Con deliberación, Pedro se acercó aún más a ella y Paula se vio obligada a retroceder un poco para evitar que la tocara, pero la cama estaba más cerca de lo que pensaba y perdió el equilibrio y cayó hacia atrás sobre el colchón.
En el acto, Pedro se tendió sobre ella y con rapidez inmovilizó sus piernas con las suyas. Pau se revolvió bajo el peso de su cuerpo, pero fue como intentar mover una roca de dos toneladas. El hombre rodeó las muñecas de la chica con una de sus grandes manos, y le sujetó los brazos por encima de su cabeza. Incapaz de liberarse, Paula se quedó muy quieta. Pedro bajó la mirada para contemplarla y sus ojos se detuvieron codiciosos sobre los firmes pechos femeninos que subían y bajaban, agitados, bajo la fina tela del vestido. Después de un tiempo que a Pau se le antojó infinito, sus pupilas se posaron de nuevo sobre los grandes ojos castaños en los que, a pesar del esfuerzo de la joven por parecer tranquila, asomaba un ligero temor.
—No te asustes, mi querida Paula, no pretendo hacerte daño —susurró tan cerca de sus labios que Pau no pudo evitar un escalofrío.

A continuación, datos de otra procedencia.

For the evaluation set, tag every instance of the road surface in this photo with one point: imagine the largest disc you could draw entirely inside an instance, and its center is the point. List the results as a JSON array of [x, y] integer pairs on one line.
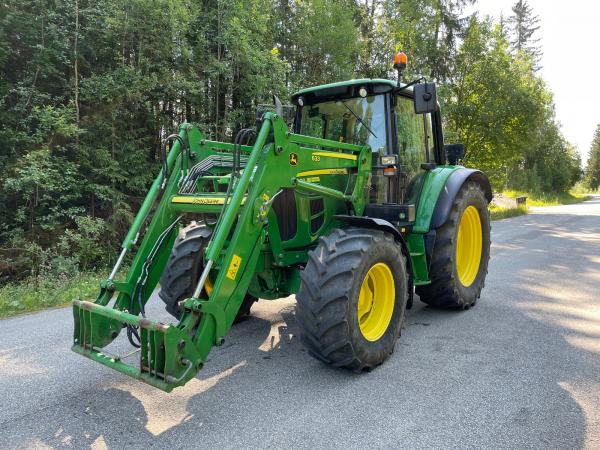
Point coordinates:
[[520, 370]]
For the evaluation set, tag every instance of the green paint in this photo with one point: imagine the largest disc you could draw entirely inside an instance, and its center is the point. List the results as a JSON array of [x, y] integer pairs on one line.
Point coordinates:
[[247, 251]]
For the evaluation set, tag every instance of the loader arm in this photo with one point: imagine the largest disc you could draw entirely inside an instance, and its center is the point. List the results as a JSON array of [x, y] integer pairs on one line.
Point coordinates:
[[171, 354]]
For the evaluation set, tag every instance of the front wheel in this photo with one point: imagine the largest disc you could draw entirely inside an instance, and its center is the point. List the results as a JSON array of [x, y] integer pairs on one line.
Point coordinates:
[[461, 253], [352, 298]]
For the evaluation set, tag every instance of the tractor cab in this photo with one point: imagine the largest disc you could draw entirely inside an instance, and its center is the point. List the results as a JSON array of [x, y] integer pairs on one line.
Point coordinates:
[[401, 124]]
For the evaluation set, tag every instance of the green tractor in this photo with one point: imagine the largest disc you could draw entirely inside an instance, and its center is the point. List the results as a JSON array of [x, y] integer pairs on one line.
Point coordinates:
[[353, 208]]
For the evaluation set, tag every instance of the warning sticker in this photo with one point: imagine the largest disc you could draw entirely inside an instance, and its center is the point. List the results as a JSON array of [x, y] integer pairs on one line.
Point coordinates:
[[233, 267]]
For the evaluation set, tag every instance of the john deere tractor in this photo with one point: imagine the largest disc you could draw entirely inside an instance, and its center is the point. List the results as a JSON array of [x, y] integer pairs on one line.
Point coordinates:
[[354, 207]]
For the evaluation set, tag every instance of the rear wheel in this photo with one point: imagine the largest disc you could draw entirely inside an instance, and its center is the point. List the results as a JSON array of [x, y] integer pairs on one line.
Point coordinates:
[[352, 298], [461, 253], [184, 268]]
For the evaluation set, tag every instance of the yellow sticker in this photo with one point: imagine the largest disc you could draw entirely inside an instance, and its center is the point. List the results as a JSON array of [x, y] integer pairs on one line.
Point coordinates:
[[201, 200], [233, 267]]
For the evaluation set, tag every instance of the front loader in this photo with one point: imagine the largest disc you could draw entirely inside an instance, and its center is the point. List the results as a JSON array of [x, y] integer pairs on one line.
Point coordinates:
[[354, 209]]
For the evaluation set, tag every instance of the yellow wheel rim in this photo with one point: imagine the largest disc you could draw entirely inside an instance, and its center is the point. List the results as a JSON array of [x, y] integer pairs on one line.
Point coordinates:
[[376, 302], [468, 246]]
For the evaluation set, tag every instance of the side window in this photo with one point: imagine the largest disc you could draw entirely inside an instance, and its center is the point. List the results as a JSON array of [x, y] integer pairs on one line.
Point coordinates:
[[411, 130]]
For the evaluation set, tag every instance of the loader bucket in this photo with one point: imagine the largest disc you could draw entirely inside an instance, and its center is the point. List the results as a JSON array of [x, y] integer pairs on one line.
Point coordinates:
[[167, 354]]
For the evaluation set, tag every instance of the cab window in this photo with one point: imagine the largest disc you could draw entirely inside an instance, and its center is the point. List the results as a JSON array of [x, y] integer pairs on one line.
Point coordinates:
[[354, 120], [412, 130]]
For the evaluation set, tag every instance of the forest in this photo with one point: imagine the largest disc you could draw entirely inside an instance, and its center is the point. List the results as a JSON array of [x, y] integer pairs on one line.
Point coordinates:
[[88, 90]]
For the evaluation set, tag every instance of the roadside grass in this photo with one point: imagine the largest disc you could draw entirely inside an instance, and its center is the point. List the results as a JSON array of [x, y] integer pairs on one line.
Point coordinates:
[[498, 213], [34, 294], [565, 198], [38, 293]]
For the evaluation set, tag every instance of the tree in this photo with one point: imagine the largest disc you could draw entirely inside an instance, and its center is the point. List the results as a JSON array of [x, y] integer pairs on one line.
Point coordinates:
[[592, 172], [523, 25]]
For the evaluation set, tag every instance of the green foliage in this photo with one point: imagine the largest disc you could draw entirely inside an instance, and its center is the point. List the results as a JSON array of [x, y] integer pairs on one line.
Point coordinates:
[[42, 292], [592, 171], [89, 88]]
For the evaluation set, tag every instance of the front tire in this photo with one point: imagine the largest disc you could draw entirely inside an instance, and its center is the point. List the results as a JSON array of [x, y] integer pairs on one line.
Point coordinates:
[[352, 299], [461, 253], [183, 270]]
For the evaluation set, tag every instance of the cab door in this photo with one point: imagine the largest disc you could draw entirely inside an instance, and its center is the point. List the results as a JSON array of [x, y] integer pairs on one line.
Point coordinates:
[[413, 143]]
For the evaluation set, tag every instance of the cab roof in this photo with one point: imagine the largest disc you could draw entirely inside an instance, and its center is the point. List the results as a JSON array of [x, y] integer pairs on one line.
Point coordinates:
[[343, 89]]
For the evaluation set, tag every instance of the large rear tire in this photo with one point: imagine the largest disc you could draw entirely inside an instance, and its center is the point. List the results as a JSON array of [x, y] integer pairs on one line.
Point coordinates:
[[184, 268], [352, 298], [461, 253]]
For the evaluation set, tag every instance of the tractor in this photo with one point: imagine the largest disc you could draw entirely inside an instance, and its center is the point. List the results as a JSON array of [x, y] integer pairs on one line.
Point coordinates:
[[354, 207]]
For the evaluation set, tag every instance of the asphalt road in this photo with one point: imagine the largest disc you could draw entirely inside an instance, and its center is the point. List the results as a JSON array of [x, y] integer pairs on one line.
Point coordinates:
[[520, 370]]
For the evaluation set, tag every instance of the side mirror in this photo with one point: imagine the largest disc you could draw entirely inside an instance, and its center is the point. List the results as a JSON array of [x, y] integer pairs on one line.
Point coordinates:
[[278, 106], [425, 98], [454, 152]]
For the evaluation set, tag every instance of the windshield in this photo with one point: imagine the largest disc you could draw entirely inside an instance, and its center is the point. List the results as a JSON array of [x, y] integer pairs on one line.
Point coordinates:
[[353, 120]]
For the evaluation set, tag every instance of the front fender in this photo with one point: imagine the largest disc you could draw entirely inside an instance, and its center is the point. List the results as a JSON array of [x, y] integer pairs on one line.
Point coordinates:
[[439, 190]]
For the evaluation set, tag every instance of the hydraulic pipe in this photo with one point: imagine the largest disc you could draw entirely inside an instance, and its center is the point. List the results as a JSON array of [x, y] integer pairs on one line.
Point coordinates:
[[233, 207], [134, 231]]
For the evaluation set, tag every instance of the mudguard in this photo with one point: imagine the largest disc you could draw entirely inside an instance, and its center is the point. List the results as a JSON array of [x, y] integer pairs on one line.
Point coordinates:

—¡No te tengo miedo! ¡Y no me llames querida! —exclamó, rabiosa.
Él la observó burlón.
—¿No tienes miedo, querida? —Pedro inclinó aún más su cabeza, hasta que su boca casi rozó la suya. Los trémulos labios de la joven la traicionaban, aunque Paula era incapaz de decidir si era temor lo que sentía u otra cosa completamente distinta—. ¿Seguro? —El tono grave de su voz, ronco y seductor, se deslizó en sus oídos y erizó todos los poros de su piel. Pau se quedó mirando con fijeza esos ardientes iris de color plata que la mantenían inmóvil, como los de una serpiente que tratara de hipnotizarla.
—No... —Su respuesta fue un leve suspiro que acarició los labios masculinos y un deseo incontenible brilló en la mirada de Pedro. Paula adivinó sus intenciones y rogó de nuevo—: No, Pedro, por favor...
—Sí, Paula, sí. Te demostraré que no soy frío ni egoísta. —murmuró Pedro e, incapaz contenerse ni un segundo más, su boca se abatió sobre la de ella.
Al principio, Paula trató de resistirse y mantuvo los labios cerrados, pero el beso de su vecino, al contrario de lo que había esperado, no fue violento, sino todo lo contrario. Con lentitud, Pedro contorneó la boca femenina con la punta de su lengua y luego empezó a mordisquear su labio inferior con una habilidad que hizo que Pau cerrara los párpados, perdiéndose en la voluptuosidad de esa caricia.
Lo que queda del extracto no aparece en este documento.